By Atom Markarian
The Armenian government officially confirmed on Thursday its anticipated plans for a dramatic increase in the price of drinking water next year, saying that the drastic measure is needed for making water supplies more efficient.
The head of the government Committee on Water Resources, Gagik Martirosian, said the existing tariffs will be more than doubled to 120 drams (20 U.S. cents) per cubic meter to generate additional revenues that will be used for scaling down the network’s chronic losses. He said that will in turn help his agency ensure 24-hour water supplies by the end of 2004.
“It’s impossible to carry on like this,” Martirosian told journalists after a weekly cabinet meeting. “We need to raise funds for the badly needed capital investments.”

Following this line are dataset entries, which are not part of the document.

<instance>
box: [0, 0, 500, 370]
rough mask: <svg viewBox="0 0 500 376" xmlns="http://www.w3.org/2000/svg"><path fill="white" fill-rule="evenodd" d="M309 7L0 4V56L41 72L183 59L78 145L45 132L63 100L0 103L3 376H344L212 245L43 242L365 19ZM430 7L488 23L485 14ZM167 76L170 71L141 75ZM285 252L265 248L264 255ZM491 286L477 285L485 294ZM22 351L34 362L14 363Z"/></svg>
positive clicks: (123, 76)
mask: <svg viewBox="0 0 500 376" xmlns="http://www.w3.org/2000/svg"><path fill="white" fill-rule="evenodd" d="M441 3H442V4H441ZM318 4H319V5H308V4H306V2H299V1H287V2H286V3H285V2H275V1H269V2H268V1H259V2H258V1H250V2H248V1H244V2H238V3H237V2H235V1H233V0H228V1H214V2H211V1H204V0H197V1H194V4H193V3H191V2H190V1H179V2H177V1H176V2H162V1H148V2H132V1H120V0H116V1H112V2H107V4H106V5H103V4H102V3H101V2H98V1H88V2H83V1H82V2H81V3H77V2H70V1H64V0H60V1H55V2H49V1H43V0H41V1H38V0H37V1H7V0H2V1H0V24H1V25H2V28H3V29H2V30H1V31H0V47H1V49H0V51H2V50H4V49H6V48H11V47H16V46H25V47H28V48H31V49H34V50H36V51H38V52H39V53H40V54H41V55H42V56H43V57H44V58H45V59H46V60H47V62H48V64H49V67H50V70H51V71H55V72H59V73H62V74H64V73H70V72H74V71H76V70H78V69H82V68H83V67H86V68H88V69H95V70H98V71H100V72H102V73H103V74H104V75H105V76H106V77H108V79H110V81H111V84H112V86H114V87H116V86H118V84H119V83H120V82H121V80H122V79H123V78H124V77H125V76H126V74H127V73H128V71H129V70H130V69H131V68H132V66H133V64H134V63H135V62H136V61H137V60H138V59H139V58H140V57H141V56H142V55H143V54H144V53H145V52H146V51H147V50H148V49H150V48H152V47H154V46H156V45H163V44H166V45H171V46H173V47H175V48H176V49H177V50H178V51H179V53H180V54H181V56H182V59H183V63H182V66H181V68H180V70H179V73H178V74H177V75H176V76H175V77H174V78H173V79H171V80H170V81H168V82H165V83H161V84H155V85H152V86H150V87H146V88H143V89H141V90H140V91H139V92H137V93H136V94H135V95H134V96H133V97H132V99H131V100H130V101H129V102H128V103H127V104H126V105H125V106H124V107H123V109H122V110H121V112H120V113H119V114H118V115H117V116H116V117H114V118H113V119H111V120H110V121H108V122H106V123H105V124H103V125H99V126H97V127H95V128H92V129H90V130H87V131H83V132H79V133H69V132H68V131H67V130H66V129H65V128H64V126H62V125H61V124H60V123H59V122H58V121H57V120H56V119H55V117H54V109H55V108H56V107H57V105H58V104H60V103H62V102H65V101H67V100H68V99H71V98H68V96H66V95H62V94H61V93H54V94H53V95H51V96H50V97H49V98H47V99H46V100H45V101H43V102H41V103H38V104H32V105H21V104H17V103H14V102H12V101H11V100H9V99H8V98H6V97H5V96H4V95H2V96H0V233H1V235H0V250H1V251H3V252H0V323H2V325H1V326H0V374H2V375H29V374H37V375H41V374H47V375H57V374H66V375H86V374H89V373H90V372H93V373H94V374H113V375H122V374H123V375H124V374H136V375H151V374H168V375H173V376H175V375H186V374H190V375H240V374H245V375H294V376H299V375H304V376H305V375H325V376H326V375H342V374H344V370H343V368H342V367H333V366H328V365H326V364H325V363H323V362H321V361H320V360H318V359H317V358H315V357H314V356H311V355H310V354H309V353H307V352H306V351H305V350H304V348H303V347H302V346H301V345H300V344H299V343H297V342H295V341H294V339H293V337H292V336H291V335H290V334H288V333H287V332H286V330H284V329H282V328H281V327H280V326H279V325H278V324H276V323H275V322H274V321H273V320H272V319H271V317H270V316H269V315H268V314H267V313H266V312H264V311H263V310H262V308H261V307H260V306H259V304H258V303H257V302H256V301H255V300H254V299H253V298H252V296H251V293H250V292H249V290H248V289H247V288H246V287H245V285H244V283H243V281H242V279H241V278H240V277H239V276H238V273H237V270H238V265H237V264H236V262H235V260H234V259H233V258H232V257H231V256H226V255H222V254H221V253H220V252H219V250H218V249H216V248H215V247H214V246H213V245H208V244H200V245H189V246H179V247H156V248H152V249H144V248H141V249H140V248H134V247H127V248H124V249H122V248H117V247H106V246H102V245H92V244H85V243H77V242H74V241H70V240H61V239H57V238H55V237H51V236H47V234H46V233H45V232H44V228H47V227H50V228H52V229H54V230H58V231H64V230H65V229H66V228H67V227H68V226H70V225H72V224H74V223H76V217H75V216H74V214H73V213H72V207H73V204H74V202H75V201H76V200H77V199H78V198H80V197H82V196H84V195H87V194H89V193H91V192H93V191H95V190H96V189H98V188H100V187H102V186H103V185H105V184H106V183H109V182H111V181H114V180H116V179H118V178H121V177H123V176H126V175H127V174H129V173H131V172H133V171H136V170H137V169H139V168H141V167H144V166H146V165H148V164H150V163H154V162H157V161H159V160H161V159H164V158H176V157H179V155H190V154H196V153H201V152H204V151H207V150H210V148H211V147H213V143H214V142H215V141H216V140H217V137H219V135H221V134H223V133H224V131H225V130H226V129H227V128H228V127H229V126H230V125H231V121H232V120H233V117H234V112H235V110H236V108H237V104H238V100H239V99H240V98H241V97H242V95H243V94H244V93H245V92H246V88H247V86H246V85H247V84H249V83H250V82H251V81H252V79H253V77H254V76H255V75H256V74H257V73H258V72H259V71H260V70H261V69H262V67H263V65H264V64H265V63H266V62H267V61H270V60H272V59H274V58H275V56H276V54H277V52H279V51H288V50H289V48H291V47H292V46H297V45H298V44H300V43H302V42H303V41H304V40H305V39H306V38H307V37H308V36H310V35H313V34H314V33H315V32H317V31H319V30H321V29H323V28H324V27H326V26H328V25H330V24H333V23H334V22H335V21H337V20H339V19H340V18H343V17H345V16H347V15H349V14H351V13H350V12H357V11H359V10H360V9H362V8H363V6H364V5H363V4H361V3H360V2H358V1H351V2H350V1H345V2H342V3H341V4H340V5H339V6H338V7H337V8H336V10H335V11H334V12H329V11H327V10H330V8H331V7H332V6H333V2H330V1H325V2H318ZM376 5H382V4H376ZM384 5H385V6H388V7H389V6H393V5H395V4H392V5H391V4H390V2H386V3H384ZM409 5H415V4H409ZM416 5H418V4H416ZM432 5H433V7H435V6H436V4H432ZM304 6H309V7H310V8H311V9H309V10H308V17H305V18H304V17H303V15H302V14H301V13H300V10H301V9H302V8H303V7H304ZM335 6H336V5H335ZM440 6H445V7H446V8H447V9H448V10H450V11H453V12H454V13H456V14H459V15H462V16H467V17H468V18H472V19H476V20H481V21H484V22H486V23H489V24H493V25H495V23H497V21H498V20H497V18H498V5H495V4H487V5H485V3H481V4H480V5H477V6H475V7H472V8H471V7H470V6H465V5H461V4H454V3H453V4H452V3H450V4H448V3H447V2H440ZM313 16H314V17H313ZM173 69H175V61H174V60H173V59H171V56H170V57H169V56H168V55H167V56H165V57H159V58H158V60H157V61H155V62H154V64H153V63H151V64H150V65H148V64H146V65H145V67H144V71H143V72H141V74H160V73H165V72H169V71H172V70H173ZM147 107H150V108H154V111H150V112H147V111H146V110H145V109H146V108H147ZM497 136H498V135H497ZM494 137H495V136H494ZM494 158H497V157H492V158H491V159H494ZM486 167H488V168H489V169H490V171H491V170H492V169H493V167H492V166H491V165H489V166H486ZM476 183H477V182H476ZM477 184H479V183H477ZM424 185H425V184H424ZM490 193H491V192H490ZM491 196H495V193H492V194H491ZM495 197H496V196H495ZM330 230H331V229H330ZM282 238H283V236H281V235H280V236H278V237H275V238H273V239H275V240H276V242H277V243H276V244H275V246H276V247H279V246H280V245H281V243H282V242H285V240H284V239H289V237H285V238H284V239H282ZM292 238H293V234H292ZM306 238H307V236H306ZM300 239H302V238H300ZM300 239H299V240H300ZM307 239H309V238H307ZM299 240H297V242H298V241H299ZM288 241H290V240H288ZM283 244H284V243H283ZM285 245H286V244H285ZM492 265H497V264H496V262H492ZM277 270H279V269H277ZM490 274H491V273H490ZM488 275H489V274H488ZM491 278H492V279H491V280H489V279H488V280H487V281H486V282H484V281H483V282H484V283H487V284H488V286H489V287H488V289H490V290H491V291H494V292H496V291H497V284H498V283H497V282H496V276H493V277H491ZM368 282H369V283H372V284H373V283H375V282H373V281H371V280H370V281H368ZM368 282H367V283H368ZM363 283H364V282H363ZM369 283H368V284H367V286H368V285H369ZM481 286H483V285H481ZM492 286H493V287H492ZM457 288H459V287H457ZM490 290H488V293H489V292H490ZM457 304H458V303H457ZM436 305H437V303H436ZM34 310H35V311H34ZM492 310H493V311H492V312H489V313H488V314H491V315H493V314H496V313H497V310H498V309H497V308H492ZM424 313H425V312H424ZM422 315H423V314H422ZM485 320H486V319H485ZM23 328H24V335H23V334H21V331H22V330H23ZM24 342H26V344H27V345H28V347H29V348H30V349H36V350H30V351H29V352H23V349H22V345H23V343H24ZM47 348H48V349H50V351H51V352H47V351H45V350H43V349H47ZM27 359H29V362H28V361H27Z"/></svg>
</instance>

“The tariffs must be raised step by step if we are to have a reliable and efficient distribution network,” he said.
The tariff increase requires the approval of the State Commission on Natural Monopolies, a regulatory body which has final say in determining the utility fees in Armenia. Martirosian said an appropriate request will be filed to the commission “very soon.” Its positive decision seems a forgone conclusion.
The government plans come amid the mandatory introduction of water meters in houses and apartment buildings across Armenia. Some 280,000 households, who previously paid a fixed monthly fee for drinking water, have already installed the devices in the course of this year. Officials say they now use three times less water and pay for it on time.
Poor collection of water bills has been central to the sector’s woes. Water metering is seen by the government as the principal mechanism for addressing them. In recent months, the bill collection has improved considerably in Yerevan whose water distribution network is run by an Italian company.
Still, the aging Soviet-era infrastructure requires substantial investments and continues incur major losses. Some of its sections have been modernized with a $20 million loan provided by the World Bank in 2000. Another $56 million will be made available by the bank next year.
According to Martirosian, even that will not be enough for getting the network into shape. He said it will not become self-sufficient until the tariffs are brought to 250 and possibly 300 drams per cubic meter.